In the woods the branches hid them from the sunlight and Heck had a feeling of being enclosed and having left the danger behind. When the girl pointed and said, “House,” he did not protest but helped move the boy in that direction.

Concentrating on helping the boy along, Heck failed to pay close attention to where they were going. They had not walked for long, it seemed, when he looked up and just ahead lay a stone building. It stood in a small clearing among the trees where the weeds and brush had grown so high that the walls of the house were largely obscured. The roof was sagging and had fallen through in a couple of places. As they came up to the door he saw that the windows were gone; some had been boarded up with panels of stained and varnished wood evidently removed from pieces of furniture. They stepped inside, and the walls glistened with water. Spread across the floor were things in sacks and rough bundles, ready, it appeared, to be moved at a moment's notice. Daylight came through the holes in the ceiling, and under the largest of these was an improvised, blackened fire pit. A man rose from a chair in the corner and hurried to the boy. Only when the man had taken the boy and Heck stood watching the two of them, feeling suddenly useless, did he notice that the man had only one arm. The man laid the boy out on a thin paillasse, then ran around the room fetching water and soap and a vial of iodine, tearing a sheet into bandages, all the while shouting at the children in French. He was extraordinarily dexterous with his single hand, able, using his teeth and underarms as anchors, to tie knots and wrap bandages. Heck stood in his dirty undershirt watching while they worked on the boy's foot. When it had been cleaned it actually did not look so bad. The boy's eyes caught the light and shone like beacons while he watched the others work on him.

When he finished dressing the boy's foot, the man stood and, for the first time, looked at Heck. His cheeks were scarred by purplish, pocked tissue that was only poorly obscured by a thin beard. He wore a suit of battered, dark blue wool and a yellowing shirt, open at the collar. His left sleeve was pinned up to the shoulder. He said, unprompted, “Lost it during the previous war with the Germans.” He gestured at the pinned sleeve. “You can stare if you like. Nation of brutish engineers, the Germans.” He spoke with an odd, pinched, vaguely British accent. “Running forward and back, up to this trench, back to that one. Then an explosion, and I find I've lost the arm. Could've been worse, of course.” He laughed, as though this were a joke. “You are American. My name is Albert. What's your name?”

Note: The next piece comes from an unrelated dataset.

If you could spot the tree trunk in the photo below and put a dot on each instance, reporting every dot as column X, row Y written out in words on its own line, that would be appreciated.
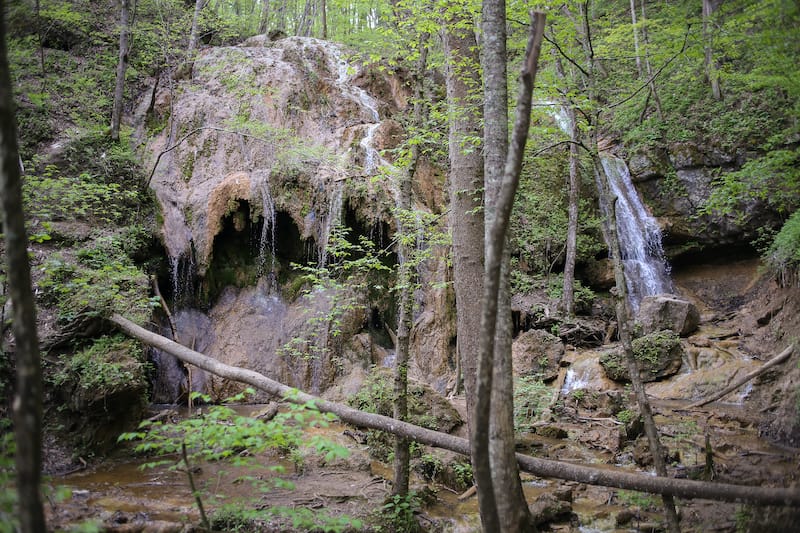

“You're the father? Of the boy, and her?”

“Yes, of course. Please have a seat. She is Claire. The boy is Ives.”

Instinctively Heck felt wary of giving his real name. He said, “They've been calling me Heck.” He looked at Albert expecting questions, but Albert only nodded.

“Welcome,” said Albert, “to our château.” Again he laughed.

Heck sat at the small wooden table where Albert had been sitting when they entered. Albert rummaged into a trunk and offered Heck a shirt. It smelled sour and in the stomach was a cigarette burn, but it fit reasonably well. The left arm had to be unpinned. Albert then rinsed Heck's own shirt perfunctorily, and hung it to dry from a coat rack. The bloodstains still showed. Peering through doorways, Heck could see that the rooms farther back lay in ruined, haphazard arrangements of timber, stone, glass, and roof slates. The building had once been fairly large but it seemed only two front rooms survived more or less intact. The girl, Claire, was sitting in a wooden chair, near her brother. Heck watched her a moment then looked down at the table before him. He hoped this was not too obvious. She quietly studied her father or Ives and it was difficult to guess what she was thinking. Then, when Heck looked up, he saw all three of them gazing at him—hungrily, he thought.

“Their mother is dead, of course,” Albert said. “I do the best I can. Difficult times.” The flesh of his face and his neck drooped a little, as if he had been partially deflated.

“Maybe,” Heck said, “the boy should be taken to a doctor for stitches?”